The second game is Machinarium. Created by indie developer Amanita Design, Machinarium is a charming game about a little robot's journey to find something in the big city. Beautiful, distinctive backgrounds and a haunting musical score combine to make one of the most memorable games I've ever encountered. Every character is animated with endearing exaggeration, making for a game that manages to say quite a lot without a single written or spoken word. Machinarium is also free to try online here -- make sure you take a look.

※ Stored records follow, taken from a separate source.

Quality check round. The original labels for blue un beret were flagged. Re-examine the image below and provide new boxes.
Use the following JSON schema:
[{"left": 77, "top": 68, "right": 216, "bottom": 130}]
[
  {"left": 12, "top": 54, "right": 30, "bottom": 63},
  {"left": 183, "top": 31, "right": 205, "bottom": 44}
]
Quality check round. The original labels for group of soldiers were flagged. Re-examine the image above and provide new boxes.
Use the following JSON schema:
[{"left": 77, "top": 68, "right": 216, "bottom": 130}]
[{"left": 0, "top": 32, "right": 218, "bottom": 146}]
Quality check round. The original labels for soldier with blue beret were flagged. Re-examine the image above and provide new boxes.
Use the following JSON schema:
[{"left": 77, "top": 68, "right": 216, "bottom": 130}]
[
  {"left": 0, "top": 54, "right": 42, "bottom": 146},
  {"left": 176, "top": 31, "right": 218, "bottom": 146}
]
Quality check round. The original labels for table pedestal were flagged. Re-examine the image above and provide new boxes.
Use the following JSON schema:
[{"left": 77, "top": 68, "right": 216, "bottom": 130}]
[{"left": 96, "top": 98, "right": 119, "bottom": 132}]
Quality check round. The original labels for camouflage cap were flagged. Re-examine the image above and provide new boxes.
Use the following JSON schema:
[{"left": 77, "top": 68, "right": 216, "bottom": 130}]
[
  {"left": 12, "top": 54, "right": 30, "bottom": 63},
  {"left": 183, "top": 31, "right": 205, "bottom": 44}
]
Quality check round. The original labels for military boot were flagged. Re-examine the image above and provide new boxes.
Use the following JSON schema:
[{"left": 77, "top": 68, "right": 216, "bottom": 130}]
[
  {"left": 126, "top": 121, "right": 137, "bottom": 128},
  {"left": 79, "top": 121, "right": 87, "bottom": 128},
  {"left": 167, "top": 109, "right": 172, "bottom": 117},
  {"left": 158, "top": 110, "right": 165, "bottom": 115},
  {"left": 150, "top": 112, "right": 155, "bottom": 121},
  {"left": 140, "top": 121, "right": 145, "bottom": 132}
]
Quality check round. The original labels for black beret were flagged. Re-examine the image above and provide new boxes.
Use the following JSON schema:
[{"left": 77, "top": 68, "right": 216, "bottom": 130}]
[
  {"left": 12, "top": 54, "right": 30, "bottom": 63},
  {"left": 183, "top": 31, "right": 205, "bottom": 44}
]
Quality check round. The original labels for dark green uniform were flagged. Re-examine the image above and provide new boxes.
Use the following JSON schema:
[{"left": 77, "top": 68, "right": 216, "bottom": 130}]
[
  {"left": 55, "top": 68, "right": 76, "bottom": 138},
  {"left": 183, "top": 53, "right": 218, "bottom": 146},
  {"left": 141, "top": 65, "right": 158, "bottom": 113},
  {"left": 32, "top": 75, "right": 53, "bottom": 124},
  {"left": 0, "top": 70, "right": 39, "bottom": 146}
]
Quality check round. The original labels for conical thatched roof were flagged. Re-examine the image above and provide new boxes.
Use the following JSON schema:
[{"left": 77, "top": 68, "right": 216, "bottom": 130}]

And finally, I succumbed to the siren song of slashed prices and picked up a brand new copy of DJ Hero, FreeStyleGames' turntable-based rhythm game. After the lackluster evolution of the Guitar Hero series in Neversoft's hands and the inexplicable existence of Band Hero, it's wonderful to see a new franchise debut on such a high note. The game and peripheral are both rock-solid at their core, combining to create a music game that doesn't play like anything else on the market. (Move over, Beatmania -- you've got nothing on this game.) Even as an expert Rock Band musician, I found myself forced to start out on Hard before just recently bumping up to expert. Fortunately there's no punishment for ambition -- you can't ever fail out of a song. That's good news if you, like me, get a little carried away with some of the catchier mixes in the game. Gorillaz' "Feel Good Inc." mixed with Blondie's "Atomic"? "Bittersweet Symphony" with 2Pac's "All Eyes on Me"? Yeah. It's rad.
Subject number one is, easily, Forza 3. I'm still loving the experience of playing through the single-player, and I wish I could find more time to hop online and race with my friends on Xbox Live. I love the race cars in the game — the sounds, the sensation of speed, the feel of the grip and aerodynamics...hell, you can even feel the engines struggling to gasp for air against their inlet restrictors from time to time (this is realistic and makes me happy). That the game recognizes the racing series-mandated restrictors is one thing; that you can pay to remove them is another, and shows the care that Turn 10 paid to this game. And the feel of the restrictors on engine performance is icing on the realism cake, so to speak.
I've also been back on the NCAA 10 bandwagon. It still has its faults, and I would pay good Microsoft spacebucks for DLC that updated the uniforms with Oregon's real ones for this year, but the offensive gameplanning and gameplay is still pretty sweet. Defense isn't so bad, either. It's candy for my brain, and I enjoy it.
While I want to spend more time on Brütal Legend (and likely will this weekend), I did get the chance to put time into another single-player game: Super Metroid. I'm becoming a big fan of this style of game design (hello, Castlevania: Symphony of the Night!), and haven't played this one yet, so I fired up the ol' emulator and took it to task. And I also got far enough in the game to frustratingly die and lose an hour's worth of progress. Definitely digging the ambience and mood behind the game as well — I want to play it with headphones on to get the full audio experience.